Gemeenten en provincies staan aan de lat als bevoegd gezag voor vergunningverlening, toezicht en handhaving (VTH) op het gebied van industriële emissies, voor een evenwichtige toedeling van functies aan locaties onder de Omgevingswet en voor de (landelijke) woningbouwopgave. Ook zijn zij het eerste aanspreekpunt voor inwoners. Maar als generieke maatregelen en middelen vanuit het rijk uitblijven, zijn deze opgaven, zoals het realiseren van woningen, moeilijker haalbaar.

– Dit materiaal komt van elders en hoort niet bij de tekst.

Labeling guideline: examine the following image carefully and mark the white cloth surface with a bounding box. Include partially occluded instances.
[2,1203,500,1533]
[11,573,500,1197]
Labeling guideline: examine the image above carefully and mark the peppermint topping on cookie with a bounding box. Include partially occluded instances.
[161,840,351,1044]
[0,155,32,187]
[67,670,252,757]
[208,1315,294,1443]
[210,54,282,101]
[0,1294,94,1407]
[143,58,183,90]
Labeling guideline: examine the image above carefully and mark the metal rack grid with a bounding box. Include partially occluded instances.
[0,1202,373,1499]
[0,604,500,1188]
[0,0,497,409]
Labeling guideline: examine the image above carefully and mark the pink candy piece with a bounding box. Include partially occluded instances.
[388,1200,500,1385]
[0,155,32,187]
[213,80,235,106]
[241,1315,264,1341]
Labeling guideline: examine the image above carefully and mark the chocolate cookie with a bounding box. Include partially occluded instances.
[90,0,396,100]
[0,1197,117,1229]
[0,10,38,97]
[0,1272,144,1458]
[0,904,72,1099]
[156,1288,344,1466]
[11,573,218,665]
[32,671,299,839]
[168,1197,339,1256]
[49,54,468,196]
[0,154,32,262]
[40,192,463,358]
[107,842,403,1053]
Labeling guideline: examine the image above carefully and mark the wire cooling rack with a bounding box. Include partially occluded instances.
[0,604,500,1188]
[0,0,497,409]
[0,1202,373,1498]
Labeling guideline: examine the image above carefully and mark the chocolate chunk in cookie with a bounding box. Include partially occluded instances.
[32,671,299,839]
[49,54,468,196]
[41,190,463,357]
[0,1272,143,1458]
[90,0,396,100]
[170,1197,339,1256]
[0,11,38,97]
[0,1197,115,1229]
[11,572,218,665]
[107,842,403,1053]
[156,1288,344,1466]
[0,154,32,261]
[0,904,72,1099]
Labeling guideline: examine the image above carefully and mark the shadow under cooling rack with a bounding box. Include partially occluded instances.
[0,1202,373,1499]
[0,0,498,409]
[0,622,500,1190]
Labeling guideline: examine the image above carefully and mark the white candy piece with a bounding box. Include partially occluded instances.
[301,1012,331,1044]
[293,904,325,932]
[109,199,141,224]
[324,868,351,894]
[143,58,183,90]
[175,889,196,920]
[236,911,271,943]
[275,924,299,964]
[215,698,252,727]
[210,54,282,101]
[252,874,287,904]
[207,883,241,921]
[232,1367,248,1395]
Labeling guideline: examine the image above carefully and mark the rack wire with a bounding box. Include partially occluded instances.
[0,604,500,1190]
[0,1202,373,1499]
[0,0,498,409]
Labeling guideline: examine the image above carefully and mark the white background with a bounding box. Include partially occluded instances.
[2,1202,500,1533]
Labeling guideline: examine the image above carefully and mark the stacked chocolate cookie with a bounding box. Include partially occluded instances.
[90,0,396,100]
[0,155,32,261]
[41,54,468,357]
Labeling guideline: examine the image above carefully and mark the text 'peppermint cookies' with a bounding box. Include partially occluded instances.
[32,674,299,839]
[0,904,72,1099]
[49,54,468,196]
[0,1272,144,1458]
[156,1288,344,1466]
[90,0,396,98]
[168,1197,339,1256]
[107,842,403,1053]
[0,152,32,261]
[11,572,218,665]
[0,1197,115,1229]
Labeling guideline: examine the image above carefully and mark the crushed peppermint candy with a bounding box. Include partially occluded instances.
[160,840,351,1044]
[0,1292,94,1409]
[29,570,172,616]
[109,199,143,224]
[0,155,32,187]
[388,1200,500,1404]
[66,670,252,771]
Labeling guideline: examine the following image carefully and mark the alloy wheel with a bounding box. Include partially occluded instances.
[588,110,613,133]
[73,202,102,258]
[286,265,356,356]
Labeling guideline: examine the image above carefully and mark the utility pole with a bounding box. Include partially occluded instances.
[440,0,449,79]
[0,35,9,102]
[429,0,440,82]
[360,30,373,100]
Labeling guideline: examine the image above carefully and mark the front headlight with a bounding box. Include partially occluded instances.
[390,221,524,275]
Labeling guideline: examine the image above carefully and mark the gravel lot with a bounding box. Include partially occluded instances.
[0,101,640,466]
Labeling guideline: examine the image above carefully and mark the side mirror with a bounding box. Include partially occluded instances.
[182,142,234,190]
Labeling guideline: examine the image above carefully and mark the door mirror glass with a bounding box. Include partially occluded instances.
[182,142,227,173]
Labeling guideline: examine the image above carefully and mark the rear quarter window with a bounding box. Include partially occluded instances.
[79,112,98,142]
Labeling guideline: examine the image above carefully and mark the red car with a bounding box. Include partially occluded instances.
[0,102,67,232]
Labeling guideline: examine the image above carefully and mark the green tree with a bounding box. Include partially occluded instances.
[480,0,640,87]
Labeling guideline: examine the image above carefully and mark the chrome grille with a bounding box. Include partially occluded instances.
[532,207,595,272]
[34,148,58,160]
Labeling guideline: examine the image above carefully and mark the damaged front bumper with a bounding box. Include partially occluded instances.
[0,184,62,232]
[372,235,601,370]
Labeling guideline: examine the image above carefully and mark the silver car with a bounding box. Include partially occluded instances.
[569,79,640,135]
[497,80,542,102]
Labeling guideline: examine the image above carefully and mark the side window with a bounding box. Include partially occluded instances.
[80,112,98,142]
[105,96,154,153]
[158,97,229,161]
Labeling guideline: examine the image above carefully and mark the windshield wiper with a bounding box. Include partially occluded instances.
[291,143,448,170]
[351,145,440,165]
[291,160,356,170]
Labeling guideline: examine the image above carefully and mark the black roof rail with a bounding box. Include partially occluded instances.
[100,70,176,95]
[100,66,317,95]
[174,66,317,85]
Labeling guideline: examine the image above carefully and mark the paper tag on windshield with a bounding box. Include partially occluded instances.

Een actievere rijksinzet is dan ook een voorwaarde. Daarom pleiten de VNG en IPO er bij het ministerie van IenW voor om deze samenwerking per direct vorm te geven door een juridisch bindend nationaal samenwerkingsprogramma luchtkwaliteit te creëren. Al tijdens de onderhandelingsfase over de nieuwe Europese normen heeft de VNG het rijk opgeroepen een gezamenlijk programma op te tuigen (pdf, 195 kB).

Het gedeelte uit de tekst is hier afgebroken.